Re: [DISCUSS] Proposal for adapting Malhar operators for batch use cases

Vlad Rozov Fri, 28 Apr 2017 07:45:45 -0700

Make your POJO class implement WindowedOperator Tuple interface (it mayreturn itself in getValue()).


Thank you,


Vlad

On 4/28/17 02:44, AJAY GUPTA wrote:

Hi All,

I am creating an application which is using Windowed Operator. This
application involves CsvParser operator emitting a POJO object which is to
be passed as input to WindowedOperator. The WindowedOperator requires an
instance of Tuple class as input :
*public final transient DefaultInputPort<Tuple<InputT>>
input = new DefaultInputPort<Tuple<InputT>>() *

Due to this, the addStream cannot work as the output of CsvParser's output
port is not compatible with input port type of WindowedOperator.
One way to solve this problem is to have an operator between the above two
operators as a convertor.
I would like to know if there is any other more generic approach to solve
this problem without writing a new Operator for every new application using
Windowed Operators.

Thanks,
Ajay



On Thu, Mar 23, 2017 at 5:25 PM, Bhupesh Chawda <bhup...@datatorrent.com>
wrote:

Hi All,

I think we have some agreement on the way we should use control tuples for
File I/O operators to support batch.

In order to have more operators in Malhar, support this paradigm, I think
we should also look at store operators - JDBC, Cassandra, HBase etc.
The case with these operators is simpler as most of these do not poll the
sources (except JDBC poller operator) and just stop once they have read a
fixed amount of data. In other words, these are inherently batch sources.
The only change that we should add to these operators is to shut down the
DAG once the reading of data is done. For a windowed operator this would
mean a Global window with a final watermark before the DAG is shut down.

~ Bhupesh


_______________________________________________________

Bhupesh Chawda

E: bhup...@datatorrent.com | Twitter: @bhupeshsc

www.datatorrent.com  |  apex.apache.org



On Tue, Feb 28, 2017 at 10:59 PM, Bhupesh Chawda <bhup...@datatorrent.com>
wrote:

Hi Thomas,

Even though the windowing operator is not just "event time", it seems it
is too much dependent on the "time" attribute of the incoming tuple. This
is the reason we had to model the file index as a timestamp to solve the
batch case for files.
Perhaps we should work on increasing the scope of the windowed operator

to

consider other types of windows as well. The Sequence option suggested by
David seems to be something in that direction.

~ Bhupesh


_______________________________________________________

Bhupesh Chawda

E: bhup...@datatorrent.com | Twitter: @bhupeshsc

www.datatorrent.com  |  apex.apache.org



On Tue, Feb 28, 2017 at 10:48 PM, Thomas Weise <t...@apache.org> wrote:

That's correct, we are looking at a generalized approach for state
management vs. a series of special cases.

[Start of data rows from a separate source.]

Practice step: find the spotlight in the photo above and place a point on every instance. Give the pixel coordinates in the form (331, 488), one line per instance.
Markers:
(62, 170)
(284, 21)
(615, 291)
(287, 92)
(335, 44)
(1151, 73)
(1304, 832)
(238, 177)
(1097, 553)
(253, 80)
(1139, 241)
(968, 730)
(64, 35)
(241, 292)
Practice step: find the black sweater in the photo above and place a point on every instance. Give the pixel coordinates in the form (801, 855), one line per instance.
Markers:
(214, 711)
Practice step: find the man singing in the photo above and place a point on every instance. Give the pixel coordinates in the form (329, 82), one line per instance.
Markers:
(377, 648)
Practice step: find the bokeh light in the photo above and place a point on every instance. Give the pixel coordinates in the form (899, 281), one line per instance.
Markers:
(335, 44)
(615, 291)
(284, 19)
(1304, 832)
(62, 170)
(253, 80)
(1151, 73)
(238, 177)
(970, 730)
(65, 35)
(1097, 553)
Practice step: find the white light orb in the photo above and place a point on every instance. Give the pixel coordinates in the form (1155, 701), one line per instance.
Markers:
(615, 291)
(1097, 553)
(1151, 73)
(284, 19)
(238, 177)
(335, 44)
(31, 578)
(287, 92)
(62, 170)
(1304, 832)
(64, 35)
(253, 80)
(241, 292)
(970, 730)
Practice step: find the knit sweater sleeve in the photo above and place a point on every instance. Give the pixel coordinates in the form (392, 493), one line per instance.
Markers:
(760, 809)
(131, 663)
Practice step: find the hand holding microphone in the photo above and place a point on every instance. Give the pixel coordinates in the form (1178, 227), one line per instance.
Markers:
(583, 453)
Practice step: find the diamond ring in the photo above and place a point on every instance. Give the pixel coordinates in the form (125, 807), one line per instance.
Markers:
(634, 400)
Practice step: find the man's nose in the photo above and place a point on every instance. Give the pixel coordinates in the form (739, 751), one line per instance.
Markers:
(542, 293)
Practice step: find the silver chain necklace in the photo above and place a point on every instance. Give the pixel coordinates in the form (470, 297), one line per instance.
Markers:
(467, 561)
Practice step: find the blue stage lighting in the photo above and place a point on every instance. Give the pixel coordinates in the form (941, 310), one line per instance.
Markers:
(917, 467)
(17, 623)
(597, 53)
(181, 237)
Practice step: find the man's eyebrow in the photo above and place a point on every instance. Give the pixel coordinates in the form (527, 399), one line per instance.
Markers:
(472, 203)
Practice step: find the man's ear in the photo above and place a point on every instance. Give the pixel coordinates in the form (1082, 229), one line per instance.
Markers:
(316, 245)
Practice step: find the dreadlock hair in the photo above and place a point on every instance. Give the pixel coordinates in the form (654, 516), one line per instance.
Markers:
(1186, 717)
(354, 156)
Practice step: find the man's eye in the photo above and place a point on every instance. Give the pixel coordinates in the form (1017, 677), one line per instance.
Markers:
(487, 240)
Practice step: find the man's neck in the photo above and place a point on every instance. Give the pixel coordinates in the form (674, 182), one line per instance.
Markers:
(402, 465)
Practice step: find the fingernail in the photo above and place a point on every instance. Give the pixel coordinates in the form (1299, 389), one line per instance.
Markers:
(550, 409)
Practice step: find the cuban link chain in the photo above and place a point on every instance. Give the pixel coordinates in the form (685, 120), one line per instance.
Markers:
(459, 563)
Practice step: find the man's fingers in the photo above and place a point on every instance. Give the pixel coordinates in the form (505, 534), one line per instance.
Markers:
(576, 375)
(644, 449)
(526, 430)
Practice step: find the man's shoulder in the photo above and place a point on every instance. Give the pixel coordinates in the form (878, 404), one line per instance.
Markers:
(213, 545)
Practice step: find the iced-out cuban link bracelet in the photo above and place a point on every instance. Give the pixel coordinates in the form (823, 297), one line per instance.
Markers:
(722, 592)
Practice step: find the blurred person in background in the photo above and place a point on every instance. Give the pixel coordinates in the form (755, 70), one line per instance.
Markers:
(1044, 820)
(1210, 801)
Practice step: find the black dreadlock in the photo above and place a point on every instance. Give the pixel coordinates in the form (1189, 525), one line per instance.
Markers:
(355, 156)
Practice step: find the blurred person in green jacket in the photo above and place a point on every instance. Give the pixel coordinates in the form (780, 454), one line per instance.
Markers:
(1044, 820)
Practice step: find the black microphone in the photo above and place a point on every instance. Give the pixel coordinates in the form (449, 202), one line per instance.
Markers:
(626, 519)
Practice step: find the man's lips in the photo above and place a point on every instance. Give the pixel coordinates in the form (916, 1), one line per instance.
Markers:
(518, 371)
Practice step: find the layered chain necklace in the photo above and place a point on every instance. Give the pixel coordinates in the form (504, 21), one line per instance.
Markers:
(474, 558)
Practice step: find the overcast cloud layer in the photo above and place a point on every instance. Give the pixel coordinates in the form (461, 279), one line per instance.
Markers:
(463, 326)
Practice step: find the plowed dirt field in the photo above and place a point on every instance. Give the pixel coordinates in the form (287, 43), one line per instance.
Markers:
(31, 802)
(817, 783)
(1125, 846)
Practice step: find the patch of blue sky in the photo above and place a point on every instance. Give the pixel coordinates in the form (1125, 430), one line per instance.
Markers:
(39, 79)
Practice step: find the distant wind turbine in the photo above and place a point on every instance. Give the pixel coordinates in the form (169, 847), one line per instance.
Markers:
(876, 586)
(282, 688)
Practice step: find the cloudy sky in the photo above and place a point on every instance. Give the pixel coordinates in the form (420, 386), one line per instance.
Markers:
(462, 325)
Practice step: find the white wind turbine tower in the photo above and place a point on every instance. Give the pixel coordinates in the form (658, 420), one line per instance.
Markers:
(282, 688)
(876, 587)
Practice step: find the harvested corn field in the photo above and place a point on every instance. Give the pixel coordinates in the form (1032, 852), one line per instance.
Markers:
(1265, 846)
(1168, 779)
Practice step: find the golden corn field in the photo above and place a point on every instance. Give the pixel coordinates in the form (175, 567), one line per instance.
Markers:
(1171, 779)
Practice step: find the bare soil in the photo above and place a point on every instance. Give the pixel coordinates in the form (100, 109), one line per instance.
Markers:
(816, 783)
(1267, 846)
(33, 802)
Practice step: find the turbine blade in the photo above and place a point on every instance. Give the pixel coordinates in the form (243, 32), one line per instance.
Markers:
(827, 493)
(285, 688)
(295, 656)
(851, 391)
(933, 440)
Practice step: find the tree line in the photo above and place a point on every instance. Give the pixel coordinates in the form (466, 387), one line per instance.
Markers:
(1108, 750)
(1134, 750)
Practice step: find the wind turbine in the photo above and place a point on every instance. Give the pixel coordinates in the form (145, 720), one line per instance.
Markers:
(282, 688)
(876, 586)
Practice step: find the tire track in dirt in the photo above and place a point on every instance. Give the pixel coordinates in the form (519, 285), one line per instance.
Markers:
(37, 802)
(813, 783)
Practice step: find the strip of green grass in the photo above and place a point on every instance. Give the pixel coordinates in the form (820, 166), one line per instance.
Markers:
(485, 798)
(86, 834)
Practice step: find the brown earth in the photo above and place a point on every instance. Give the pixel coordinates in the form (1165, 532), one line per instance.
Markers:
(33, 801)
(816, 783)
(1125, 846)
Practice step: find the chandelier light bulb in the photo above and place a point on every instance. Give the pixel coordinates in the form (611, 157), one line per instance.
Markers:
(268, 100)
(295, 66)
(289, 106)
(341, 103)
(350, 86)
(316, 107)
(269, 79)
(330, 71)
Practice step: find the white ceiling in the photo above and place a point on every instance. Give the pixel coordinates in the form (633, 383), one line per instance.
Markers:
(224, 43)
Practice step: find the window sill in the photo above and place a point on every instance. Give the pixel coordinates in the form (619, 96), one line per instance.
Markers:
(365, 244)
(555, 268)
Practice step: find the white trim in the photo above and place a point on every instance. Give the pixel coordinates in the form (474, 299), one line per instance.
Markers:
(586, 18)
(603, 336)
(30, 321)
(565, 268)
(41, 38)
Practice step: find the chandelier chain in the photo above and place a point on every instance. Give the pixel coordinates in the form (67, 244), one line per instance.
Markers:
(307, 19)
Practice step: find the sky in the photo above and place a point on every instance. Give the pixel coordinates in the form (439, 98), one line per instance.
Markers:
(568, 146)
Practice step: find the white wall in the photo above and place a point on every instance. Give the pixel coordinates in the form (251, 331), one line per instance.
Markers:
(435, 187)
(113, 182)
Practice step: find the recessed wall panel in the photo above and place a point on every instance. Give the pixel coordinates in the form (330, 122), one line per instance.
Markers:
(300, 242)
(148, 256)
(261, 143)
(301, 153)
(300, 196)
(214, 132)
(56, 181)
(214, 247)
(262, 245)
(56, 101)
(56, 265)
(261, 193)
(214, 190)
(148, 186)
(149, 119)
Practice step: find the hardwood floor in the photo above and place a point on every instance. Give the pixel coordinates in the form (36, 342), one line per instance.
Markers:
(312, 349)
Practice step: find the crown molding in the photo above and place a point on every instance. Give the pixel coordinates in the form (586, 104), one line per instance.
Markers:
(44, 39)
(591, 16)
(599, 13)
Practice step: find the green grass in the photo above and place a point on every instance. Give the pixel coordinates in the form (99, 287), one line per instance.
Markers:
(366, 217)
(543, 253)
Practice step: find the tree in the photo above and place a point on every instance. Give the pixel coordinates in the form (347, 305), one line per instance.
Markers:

And to be clear, windowing does not imply event time, otherwise it would
be
"EventTimeOperator" :-)

Thomas

On Tue, Feb 28, 2017 at 9:11 AM, Bhupesh Chawda <

bhup...@datatorrent.com>

wrote:

Hi David,

I went through the discussion, but it seems like it is more on the

event

time watermark handling as opposed to batches. What we are trying to

do

is

have watermarks serve the purpose of demarcating batches using control
tuples. Since each batch is separate from others, we would like to

have

stateful processing within a batch, but not across batches.
At the same time, we would like to do this in a manner which is

consistent

with the windowing mechanism provided by the windowed operator. This

will

allow us to treat a single batch as a (bounded) stream and apply all

the

event time windowing concepts in that time span.

For example, let's say I need to process data for a day (24 hours) as

single batch. The application is still streaming in nature: it would

end

the batch after a day and start a new batch the next day. At the same

time,

I would be able to have early trigger firings every minute as well as

drop

any data which is say, 5 mins late. All this within a single day.

~ Bhupesh



_______________________________________________________

Bhupesh Chawda

E: bhup...@datatorrent.com | Twitter: @bhupeshsc

www.datatorrent.com  |  apex.apache.org



On Tue, Feb 28, 2017 at 9:27 PM, David Yan <david...@gmail.com>

wrote:

There is a discussion in the Flink mailing list about key-based

watermarks.

I think it's relevant to our use case here.
https://lists.apache.org/thread.html/2b90d5b1d5e2654212cfbbcc6510ef
424bbafc4fadb164bd5aff9216@%3Cdev.flink.apache.org%3E

David

On Tue, Feb 28, 2017 at 2:13 AM, Bhupesh Chawda <

bhup...@datatorrent.com

wrote:

Hi David,

If using time window does not seem appropriate, we can have

another

class

which is more suited for such sequential and distinct windows.

Perhaps, a

CustomWindow option can be introduced which takes in a window id.

The

purpose of this window option could be to translate the window id

into

appropriate timestamps.

Another option would be to go with a custom timestampExtractor for

such

tuples which translates the each unique file name to a distinct

timestamp

while using time windows in the windowed operator.

~ Bhupesh


_______________________________________________________

Bhupesh Chawda

E: bhup...@datatorrent.com | Twitter: @bhupeshsc

www.datatorrent.com  |  apex.apache.org



On Tue, Feb 28, 2017 at 12:28 AM, David Yan <david...@gmail.com>

wrote:

I now see your rationale on putting the filename in the window.
As far as I understand, the reasons why the filename is not part

of

the

key

and the Global Window is not used are:

1) The files are processed in sequence, not in parallel
2) The windowed operator should not keep the state associated

with

the

file

when the processing of the file is done
3) The trigger should be fired for the file when a file is done

processing.

However, if the file is just a sequence has nothing to do with a

timestamp,

assigning a timestamp to a file is not an intuitive thing to do

and

would

just create confusions to the users, especially when it's used

as

an

example for new users.

How about having a separate class called SequenceWindow? And

perhaps

TimeWindow can inherit from it?

David

On Mon, Feb 27, 2017 at 8:58 AM, Thomas Weise <t...@apache.org>

wrote:

On Mon, Feb 27, 2017 at 8:50 AM, Bhupesh Chawda <

bhup...@datatorrent.com

wrote:

I think my comments related to count based windows might be

causing

confusion. Let's not discuss count based scenarios for now.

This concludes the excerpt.